Выбрать главу

Переехать, что ли, к сыну? Он зовет!

Наверное, тем дело и кончится. Здесь ютаи не дадут ей житья. Их злопамятность известна всему свету.

Но как без нее Мордехай? Он же пропадет.

Еще года полтора назад она в разговоре с мужем осторожно тронула тему переезда. Сначала муж долго не мог ее понять. Потом долго не мог поверить, что она всерьез. Потом так удивился, будто Магда предложила ему впредь надевать штаны на руки. Она догадалась, что на эту тему с ним лучше не заговаривать. Полагает, что противник мифологического сознания, а сам… Странно, как в людях уживается вроде бы и широта мысли — с какой-то ветхозаветной окостенелостью… Ладно. Потом. Сейчас просто нет сил.

Магда, наверное, все же забылась на какое-то мгновение — потому что не слышала, как он вошел. Вроде бы только что она лежала в темной комнате с наглухо задвинутыми шторами на окнах, с плотно прикрытой дверью, одна-одинешенька, и вдруг — дверь открыта, из светлого проема веет свежим весенним воздухом, будто с улицы, а муж стоит на пороге… не муж, а темный контур. У себя-то в комнате он свет зажег. Ему можно. От его света этих… как их?.. наводок, разумеется, нет. Только от ее света наводки.

— Магдуся… — едва слышно позвал Мордехай на пробу. Наверное, он не был уверен, что жена не спит, и со света не видел, что она смотрит на него. Чувствовалось, он чем-то очень доволен. Даже горд.

— Что? — бесстрастно спросила Магда.

— У меня получилось, — сказал Мордехай тихо.

Мгновение она не отвечала.

— Что? — снова спросила она столь же безучастно.
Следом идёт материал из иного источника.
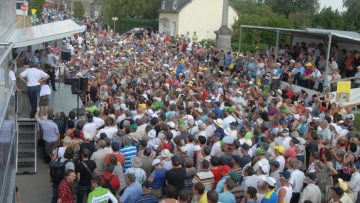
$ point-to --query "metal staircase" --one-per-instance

Как будто она была в курсе того, что он там вытворял! Как будто он ей рассказывал! Ну просто невозможный человек. Замечательный, добрый, заботливый, но порой — совершенно невозможный.

Он приблизился к постели и аккуратно сел на край. Положил легкую, как перышко, плоскую ладонь Магде на укрытое одеялом плечо.

— Когда-нибудь, — тихо и мечтательно проговорил он, — народы Кавака-Шань будут гордиться, что первое испытание произошло именно здесь. На их земле.

— Я тебя не понимаю, Мордик, — устало ответила она.

— Идем, покажу, — просто сказал он. Пришлось вставать.

Окно было распахнуто настежь — вот почему в дверь, когда Мордехай ее открыл, так тянуло холодом. Магда зябко поежилась. На столе светилась лампа, а за окном мир будто кончался, там загустела слепая тьма; фонари перед гостиницей почему-то не горели, и не горели окна домов на том берегу реки — а где-то вдали, видимые, лишь если заслониться от настольной лампы, в черное небо воткнулись чуть подсвеченные снизу тревожным багровым светом клубы дыма.

— Смотри, — сказала Магда. — Пожар. Мордехай, усевшийся спиной к городу на широкий подоконник окна, коротко глянул через плечо.

— Правда, — удивился он. — Я не заметил…

— Как плохо тут работают коммунальные службы, — осуждающе сказала Магда. — Ты не простудишься? Может, закроем окно?

— Подожди, — сказал Мордехай. — Ты что, ничего не видишь?

По набережной на той стороне, будто гонясь за улетающим в ночь светом собственных фар, с визгом тормозов промчалась полная вэйбинов грузовая повозка.

— Что? — спросила Магда.

Да, действительно. На подоконнике стояла, тускло отблескивая, какая-то железная оглобля. Магда присмотрелась. Игрушка мужа была сложной. Магда мигом поняла: это ее, в разобранном, верно, виде, он таскал с собою в бауле. Хоть снимай в фантастическом боевике. Какие-то кнопочки, какие-то огонечки, какие-то рожки…

— Сейчас я тебе расскажу, — проговорил Мордехай. — Надо было раньше, но я… не смейся… боялся сглазить.